Evenredigheidsbeginsel
19.1.
Overeenkomstig het evenredigheidsbeginsel dient de minister het fundamentele belang van de samenleving af te wegen tegen de belangen van eiser met betrekking tot zijn recht van vrij verkeer en verblijf als Unieburger en zijn recht op eerbiediging van het privé- en familieleven. De minister moet daarbij vaststellen of de ongewenst verklaring de verwezenlijking van het ermee nagestreefde doel waarborgt en niet verder gaat dan ter bereiking van dat doel noodzakelijk is. Ook moet hij nagaan of het niet mogelijk is andere, minder vergaande, maar even doeltreffende maatregelen te nemen (uitspraak van de Afdeling van 26 september 2022, ECLI:NL:RVS:2022:2758, waarin is verwezen naar het arrest van het Hof van Justitie van 2 mei 2018 (K. en H.F., ECLI:C:EU:2018:296).
19.2.
De rechtbank is van oordeel dat de Minister de belangen van eiser kenbaar en deugdelijk bij de besluitvorming heeft betrokken. De minister heeft de persoonlijke belangen van eiser beoordeeld. Niet is gebleken dat eiser in Nederland gezinsleven uitoefent. Er is wel sprake van privéleven, maar dat maakt niet dat eiser aan Nederland is gebonden en dat de beëindiging van zijn verblijfsrecht leidt tot een schending van het recht op het uitoefenen van dat privéleven. De minister heeft in de beoordeling betrokken dat eiser pas sinds 2016 in Nederland verblijft. Hij was toen al meerderjarig. Weliswaar heeft eiser een arbeidsverleden in Nederland, maar gelet op de duur en de aard van de arbeidsovereenkomsten is dit onvoldoende om vast te stellen dat er sprake is van een bestendig privéleven in Nederland. Sinds 2016 heeft eiser vier jaar in detentie verbleven en eiser heeft een ernstig strafbaar feit gepleegd. De banden met zijn land van herkomst zijn nog steeds aanwezig en hij wordt in staat geacht in Polen weer een leven op te kunnen bouwen.
Feiten en omstandigheden die tot een ander oordeel leiden, heeft eiser niet naar voren gebracht en de rechtbank is daarvan evenmin gebleken.
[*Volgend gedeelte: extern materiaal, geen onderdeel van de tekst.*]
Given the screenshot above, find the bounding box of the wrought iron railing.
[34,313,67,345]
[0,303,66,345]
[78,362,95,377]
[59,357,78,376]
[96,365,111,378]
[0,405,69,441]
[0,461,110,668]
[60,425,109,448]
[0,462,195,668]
Eiser heeft niet aangetoond dat hij er een groot belang bij heeft om in Nederland te (kunnen) zijn. Aan het gestelde privé- en gezinsleven in Spanje heeft de minister reeds weinig gewicht kunnen toekennen, omdat eiser dit privé- en gezinsleven niet heeft onderbouwd. De minister heeft ook overwogen dat het belang van de openbare orde zwaarder weegt dan eisers belang om in Nederland te kunnen verblijven. De rechtbank is dan ook van oordeel dat niet is gebleken dat het bestreden besluit voor eiser onevenredige gevolgen heeft.
De plaatsing in een zogenoemde Vris-gevangenis valt buiten het bestek van deze procedure.

Conclusie en gevolgen

20. Het beroep tegen de ongewenstverklaring is ongegrond. Het beroep tegen de beëindiging van het verblijfsrecht is niet-ontvankelijk, omdat eiser daarbij geen procesbelang heeft. Er is geen aanleiding voor een vergoeding van de proceskosten.
21. Ter informatie van eiser merkt de rechtbank - ten overvloede - op dat hij in de toekomst om opheffing van de ongewenstverklaring kan vragen, als hij meent aan de in dat kader bestelde voorwaarden te voldoen (zie artikel 68 van de Vw 2000).

Beslissing

De rechtbank:
- verklaart het beroep tegen de ongewenstverklaring ongegrond;
- verklaart het beroep tegen de beëindiging van het EU-verblijfsrecht niet- ontvankelijk.
Deze uitspraak is gedaan door mr. J.L. Boxum, rechter, in aanwezigheid van mr. S. Derks, griffier en openbaar gemaakt door middel van geanonimiseerde publicatie op rechtspraak.nl.
De uitspraak is bekendgemaakt op:
Informatie over hoger beroep
Een partij die het niet eens is met deze uitspraak, kan een hogerberoepschrift sturen naar de Afdeling bestuursrechtspraak van de Raad van State waarin wordt uitgelegd waarom deze partij het niet eens is met deze uitspraak. Het hogerberoepschrift moet worden ingediend binnen vier weken na de dag waarop deze uitspraak is verzonden. Kan de indiener de behandeling van het hoger beroep niet afwachten, omdat de zaak spoed heeft, dan kan de indiener de voorzieningenrechter van de Afdeling bestuursrechtspraak van de Raad van State vragen om een voorlopige voorziening (een tijdelijke maatregel) te treffen.